Royal Zeppelin Capturing Society
The Royal Zeppelin Capturing Society was an organization founded during The Great War for the sole purpose of capturing German zeppelins in British airspace. The most commonly used method of bringing down a full-sized zeppelin was the zeppelin shoot, with a normal elephant-hunting rifle, though connoisseurs recommended use of homing pigeons instead. Of course, once you managed to puncture the zeppelin itself, it would start falling, and they only looked graceful from a distance, let me tell you. From the ground they came down like a hundred tons of steel and canvas that was superheated by burning hydrogen which is pretty much what they were. Ah, fond memories of shooting from Somersby's hill in the Autumn, drinking hot cocoa and foiling the German war effort.
The Beginning of the Society[edit | edit source]
It must have been back in 1905 when old Jack Farnsworth, what a man, had a head of hair like you wouldn't believe and could shoot the hat off a hare from a mile and half away, though in those days to find a rabbit wearing a hat you practically had to go over the wall into Scotland, most rabbits these days don't bother with the fine niceties of life, I blame it on the damn Protestants, ever since they started reforming the mother Church nobody's been quite as polite as back in the day. Any rates, it seems old Jack was trying to find himself a woman by the accepted method of shooting her father and then paying his respects the next day when he accidentally shot a small balloon with a fellow name of Augustus Portsworthing riding in it to Ireland. Augustus, he gets out, and he's been a veteran of several wars by this point, including that Prussian nastiness in France, and he says that we really ought to make the whole thing more organized, as he's never had so much fun and he reckons Jack hasn't either.
After this it was mostly a problem of finding a club house and a cook (we already had maids, Bulgarian triplets who went by the name Susannes), and a man to do the monogramming over the door. Ah, the old RZCS, with David Longsworthy and Harold Spaldingshiresworthingtonhat. Such men haven't been seen for a long time. Used to be you could walk out a door in London and run into no fewer than three members of the RZCS without turning from your course to the diner on the Thames. Seems like these days no one knows about the RZCS, and it's probable that we can blame that little oversight on the Russians, whose propaganda machine hasn't stopped against us. That Trotsky fellow, good with a pen, but absolutely ruthless, and never gave our club the respect that was due it.

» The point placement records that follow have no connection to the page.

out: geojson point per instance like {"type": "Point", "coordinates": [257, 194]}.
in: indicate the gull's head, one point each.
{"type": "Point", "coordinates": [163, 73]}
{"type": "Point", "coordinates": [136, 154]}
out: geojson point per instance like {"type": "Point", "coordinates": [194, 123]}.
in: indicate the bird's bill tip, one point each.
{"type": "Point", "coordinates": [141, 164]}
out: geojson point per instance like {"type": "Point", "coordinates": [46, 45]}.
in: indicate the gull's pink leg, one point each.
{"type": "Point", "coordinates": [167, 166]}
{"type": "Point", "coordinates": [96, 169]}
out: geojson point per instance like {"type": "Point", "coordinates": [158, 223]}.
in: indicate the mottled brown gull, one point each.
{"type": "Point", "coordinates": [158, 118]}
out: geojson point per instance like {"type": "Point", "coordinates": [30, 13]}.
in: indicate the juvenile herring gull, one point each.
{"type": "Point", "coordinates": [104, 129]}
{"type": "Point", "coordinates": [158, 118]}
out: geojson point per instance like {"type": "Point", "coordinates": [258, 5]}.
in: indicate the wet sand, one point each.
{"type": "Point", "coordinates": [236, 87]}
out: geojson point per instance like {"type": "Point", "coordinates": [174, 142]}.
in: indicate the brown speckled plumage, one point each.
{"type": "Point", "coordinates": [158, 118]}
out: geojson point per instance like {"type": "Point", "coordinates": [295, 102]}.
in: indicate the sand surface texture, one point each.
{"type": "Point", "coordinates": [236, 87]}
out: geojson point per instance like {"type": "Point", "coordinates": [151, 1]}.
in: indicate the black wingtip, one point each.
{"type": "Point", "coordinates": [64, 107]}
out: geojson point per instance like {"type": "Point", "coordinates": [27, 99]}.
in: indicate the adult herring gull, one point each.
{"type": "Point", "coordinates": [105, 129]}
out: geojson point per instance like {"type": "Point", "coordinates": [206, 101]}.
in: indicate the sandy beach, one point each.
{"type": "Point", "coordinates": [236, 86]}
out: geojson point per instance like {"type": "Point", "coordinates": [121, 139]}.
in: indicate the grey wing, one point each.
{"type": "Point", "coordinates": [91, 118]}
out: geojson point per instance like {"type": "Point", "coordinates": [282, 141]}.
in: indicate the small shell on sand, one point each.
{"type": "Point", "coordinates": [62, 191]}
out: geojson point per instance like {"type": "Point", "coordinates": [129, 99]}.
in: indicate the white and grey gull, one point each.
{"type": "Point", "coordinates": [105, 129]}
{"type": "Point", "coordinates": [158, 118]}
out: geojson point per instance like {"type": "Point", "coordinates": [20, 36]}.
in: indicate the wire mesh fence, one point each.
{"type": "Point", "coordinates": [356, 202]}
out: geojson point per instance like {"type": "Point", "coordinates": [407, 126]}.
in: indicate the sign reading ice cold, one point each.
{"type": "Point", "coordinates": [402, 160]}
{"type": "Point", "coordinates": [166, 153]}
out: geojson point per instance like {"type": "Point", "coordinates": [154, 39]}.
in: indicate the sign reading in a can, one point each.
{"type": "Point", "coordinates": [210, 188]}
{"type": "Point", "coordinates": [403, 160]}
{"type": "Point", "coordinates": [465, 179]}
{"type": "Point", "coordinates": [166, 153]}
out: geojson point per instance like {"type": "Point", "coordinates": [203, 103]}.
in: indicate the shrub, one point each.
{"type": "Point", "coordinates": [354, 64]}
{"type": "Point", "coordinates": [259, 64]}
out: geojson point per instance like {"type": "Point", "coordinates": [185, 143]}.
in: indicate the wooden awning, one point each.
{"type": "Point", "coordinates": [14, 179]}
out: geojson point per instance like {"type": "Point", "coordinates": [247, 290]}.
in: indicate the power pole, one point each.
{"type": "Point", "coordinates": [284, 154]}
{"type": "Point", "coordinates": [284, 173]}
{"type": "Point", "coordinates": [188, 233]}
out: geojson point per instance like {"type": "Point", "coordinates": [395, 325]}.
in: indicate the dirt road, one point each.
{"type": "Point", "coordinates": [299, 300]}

The Wartime effort of the RZCS[edit | edit source]
Most of the work of the Society was done in Britain proper, with the assistance of Sponge Bob Squarepants, keeping the Huns off our doorstep in their diabolical flying machines, but quite a few members spent time across the water with the pansies in Calais. The Society was responsible for most of the damage done to Zeppelins throughout the war, though to be fair most zeppelins came apart at the seams if you had the time and a pair of scissors. Seems that some of our most proficient members were those who simply went to the airfields at night and took the machines apart while the Krauts were sleeping, gave them the old what for. Reminds me of Winston Furlough, who was caught by those bastards after cutting into snowflakes no fewer than three enemy airships. They tortured him for a day and a half, but all he would give them was name, number and battalion, so they sent him to the Hungarians and he spent nine years in the basement of some 90-year-old Magyar grandmother sewing uniforms for our opposite numbers, even though the war was over by them. Damn Hungarians.

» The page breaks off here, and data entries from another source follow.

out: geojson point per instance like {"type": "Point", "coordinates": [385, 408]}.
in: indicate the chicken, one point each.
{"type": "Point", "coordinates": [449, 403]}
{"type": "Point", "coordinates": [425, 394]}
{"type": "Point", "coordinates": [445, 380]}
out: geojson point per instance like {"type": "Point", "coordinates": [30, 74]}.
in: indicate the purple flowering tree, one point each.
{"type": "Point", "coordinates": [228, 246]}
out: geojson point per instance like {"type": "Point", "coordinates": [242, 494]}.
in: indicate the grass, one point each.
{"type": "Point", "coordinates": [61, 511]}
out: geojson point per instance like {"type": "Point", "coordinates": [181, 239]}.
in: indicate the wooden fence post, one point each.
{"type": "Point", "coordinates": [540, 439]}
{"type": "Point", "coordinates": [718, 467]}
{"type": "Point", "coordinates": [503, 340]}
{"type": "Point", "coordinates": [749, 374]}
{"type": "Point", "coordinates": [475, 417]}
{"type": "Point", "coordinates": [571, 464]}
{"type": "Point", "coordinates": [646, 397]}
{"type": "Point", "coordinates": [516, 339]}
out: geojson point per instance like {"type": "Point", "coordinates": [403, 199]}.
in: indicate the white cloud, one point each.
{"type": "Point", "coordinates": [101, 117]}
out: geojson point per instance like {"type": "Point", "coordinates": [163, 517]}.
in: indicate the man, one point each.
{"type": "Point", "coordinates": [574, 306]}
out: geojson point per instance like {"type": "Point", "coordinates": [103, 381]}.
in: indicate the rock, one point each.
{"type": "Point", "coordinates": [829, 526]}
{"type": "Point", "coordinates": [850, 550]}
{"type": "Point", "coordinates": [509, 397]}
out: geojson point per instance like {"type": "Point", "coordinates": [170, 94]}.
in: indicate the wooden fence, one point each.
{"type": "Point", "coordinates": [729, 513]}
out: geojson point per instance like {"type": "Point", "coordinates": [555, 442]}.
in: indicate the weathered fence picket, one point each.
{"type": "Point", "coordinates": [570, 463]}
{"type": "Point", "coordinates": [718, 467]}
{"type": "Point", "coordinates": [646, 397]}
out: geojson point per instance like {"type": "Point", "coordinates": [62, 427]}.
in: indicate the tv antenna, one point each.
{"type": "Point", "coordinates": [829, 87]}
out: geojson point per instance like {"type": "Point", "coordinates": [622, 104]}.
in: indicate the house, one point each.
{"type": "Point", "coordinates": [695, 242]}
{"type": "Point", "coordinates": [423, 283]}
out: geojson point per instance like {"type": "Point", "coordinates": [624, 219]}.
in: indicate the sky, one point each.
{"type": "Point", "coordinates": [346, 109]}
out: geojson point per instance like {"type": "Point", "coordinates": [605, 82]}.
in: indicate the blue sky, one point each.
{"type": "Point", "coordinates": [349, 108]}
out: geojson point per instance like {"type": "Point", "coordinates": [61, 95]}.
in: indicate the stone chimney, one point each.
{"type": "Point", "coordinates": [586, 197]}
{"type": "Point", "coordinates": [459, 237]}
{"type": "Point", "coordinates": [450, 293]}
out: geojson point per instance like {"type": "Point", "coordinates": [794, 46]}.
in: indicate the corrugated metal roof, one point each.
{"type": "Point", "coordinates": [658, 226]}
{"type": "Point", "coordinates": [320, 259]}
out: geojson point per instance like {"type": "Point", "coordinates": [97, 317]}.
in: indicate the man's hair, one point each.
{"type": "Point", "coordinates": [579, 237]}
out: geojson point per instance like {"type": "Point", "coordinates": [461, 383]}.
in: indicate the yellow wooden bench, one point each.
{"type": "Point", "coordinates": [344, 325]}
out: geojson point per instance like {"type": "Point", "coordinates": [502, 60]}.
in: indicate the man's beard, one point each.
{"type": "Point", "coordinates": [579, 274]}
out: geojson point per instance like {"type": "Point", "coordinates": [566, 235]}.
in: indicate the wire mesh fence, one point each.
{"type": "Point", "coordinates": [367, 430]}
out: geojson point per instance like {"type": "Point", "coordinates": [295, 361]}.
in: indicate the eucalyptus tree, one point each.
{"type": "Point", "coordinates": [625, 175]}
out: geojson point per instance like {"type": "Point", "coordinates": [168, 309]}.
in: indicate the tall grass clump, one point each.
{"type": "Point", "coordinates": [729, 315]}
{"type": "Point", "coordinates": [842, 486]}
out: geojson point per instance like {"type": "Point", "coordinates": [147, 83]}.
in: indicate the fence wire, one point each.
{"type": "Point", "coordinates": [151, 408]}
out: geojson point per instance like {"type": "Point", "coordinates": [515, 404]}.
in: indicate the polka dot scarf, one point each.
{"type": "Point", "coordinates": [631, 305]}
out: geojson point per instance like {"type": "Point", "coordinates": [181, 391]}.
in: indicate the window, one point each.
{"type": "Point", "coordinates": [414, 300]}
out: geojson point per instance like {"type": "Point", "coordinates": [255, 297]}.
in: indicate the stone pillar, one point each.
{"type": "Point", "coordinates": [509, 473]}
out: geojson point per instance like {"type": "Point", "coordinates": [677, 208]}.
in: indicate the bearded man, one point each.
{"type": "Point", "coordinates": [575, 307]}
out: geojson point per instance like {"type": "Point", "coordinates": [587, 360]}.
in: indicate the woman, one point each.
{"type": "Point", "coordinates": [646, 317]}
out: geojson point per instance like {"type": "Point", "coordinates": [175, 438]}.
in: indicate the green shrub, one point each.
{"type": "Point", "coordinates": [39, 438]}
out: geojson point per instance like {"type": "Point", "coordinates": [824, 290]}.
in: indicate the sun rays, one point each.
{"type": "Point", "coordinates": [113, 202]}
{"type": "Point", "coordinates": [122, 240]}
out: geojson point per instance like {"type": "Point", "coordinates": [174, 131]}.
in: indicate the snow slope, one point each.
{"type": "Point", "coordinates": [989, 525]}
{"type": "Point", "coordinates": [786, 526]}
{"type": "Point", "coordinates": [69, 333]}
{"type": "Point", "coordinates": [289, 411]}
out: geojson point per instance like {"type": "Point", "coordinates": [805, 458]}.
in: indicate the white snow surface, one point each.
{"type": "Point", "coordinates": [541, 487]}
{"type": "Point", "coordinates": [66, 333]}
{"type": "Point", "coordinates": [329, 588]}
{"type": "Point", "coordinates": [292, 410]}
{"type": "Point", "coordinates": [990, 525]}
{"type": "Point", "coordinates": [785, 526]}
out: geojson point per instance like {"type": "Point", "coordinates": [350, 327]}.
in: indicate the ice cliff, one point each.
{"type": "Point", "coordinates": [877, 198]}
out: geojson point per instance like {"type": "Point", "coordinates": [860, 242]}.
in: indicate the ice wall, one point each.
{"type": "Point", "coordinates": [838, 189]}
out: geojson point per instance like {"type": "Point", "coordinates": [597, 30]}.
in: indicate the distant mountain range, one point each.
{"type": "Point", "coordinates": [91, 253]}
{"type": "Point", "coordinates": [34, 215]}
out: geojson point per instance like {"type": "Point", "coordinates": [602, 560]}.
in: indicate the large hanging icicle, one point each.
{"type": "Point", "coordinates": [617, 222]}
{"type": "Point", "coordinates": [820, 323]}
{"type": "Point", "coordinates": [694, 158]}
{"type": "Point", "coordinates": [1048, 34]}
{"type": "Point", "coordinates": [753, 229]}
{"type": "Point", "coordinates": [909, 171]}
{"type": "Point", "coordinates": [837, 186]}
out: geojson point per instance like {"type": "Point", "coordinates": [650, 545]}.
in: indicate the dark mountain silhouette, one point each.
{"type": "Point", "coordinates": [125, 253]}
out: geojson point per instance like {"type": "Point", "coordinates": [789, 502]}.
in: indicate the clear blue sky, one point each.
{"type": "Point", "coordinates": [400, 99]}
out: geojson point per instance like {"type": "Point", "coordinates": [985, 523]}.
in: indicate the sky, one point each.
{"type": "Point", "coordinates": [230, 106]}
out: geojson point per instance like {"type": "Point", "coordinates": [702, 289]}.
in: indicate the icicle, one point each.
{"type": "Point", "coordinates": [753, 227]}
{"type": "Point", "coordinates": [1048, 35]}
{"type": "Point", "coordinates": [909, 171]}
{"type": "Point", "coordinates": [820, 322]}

Why, I remember a time that we were sitting on a couch we had brought over from Manchester in summer of 1917, right after those damn Ruskies had left us to our own devices in the war, when two score zeppelin come right over a ridge to our right. Well, we waited until they were well overhead (and we had finished our tea) before filling those dastardly Heinies with so much lead the airships fell faster than osmium tetraoxide in a high pressure front. Then this little Berlin number name of Greta Hansspechenzeicher has the nerve, after we pull her from the wreck, to ask if we had a smoke she could use. Turns out she was hiding a small explosive up her knickers and we lost Charles Noteworthy that day to "unavoidable enemy action and deception" as it said on his scorecard.
The Scorecards[edit | edit source]
Each member of the society was issued a scorecard, for keeping track of their progress in the war and with the zeppelins, and was redeemable for bacon and bagels back at the clubhouse. When Harvey Winstonleigh comes in one Thursday afternoon to ask if we'll give him his due for a filled out scorecard, which he produced on the spot then and their, we had to fill him with buckshot, because we knew he hadn't done a damn thing besides bat a double at cricket the previous day and it seemed the Zuschenspachners had finally got to one of our own. His funeral was a somber affair, and you can bet it was hard going to explain to his wife why his body weighed thirty stone after we finished "efficiently removing incentive to be a double agent" as we appended his scorecard the following day.
Ah, those were the times.[edit | edit source]
Yes, yes they were. Really makes me think back. Can't for the life of me figure out why we called it the "Capturing" society, though, because I never did get to hang one of those bastards up over my fireplace.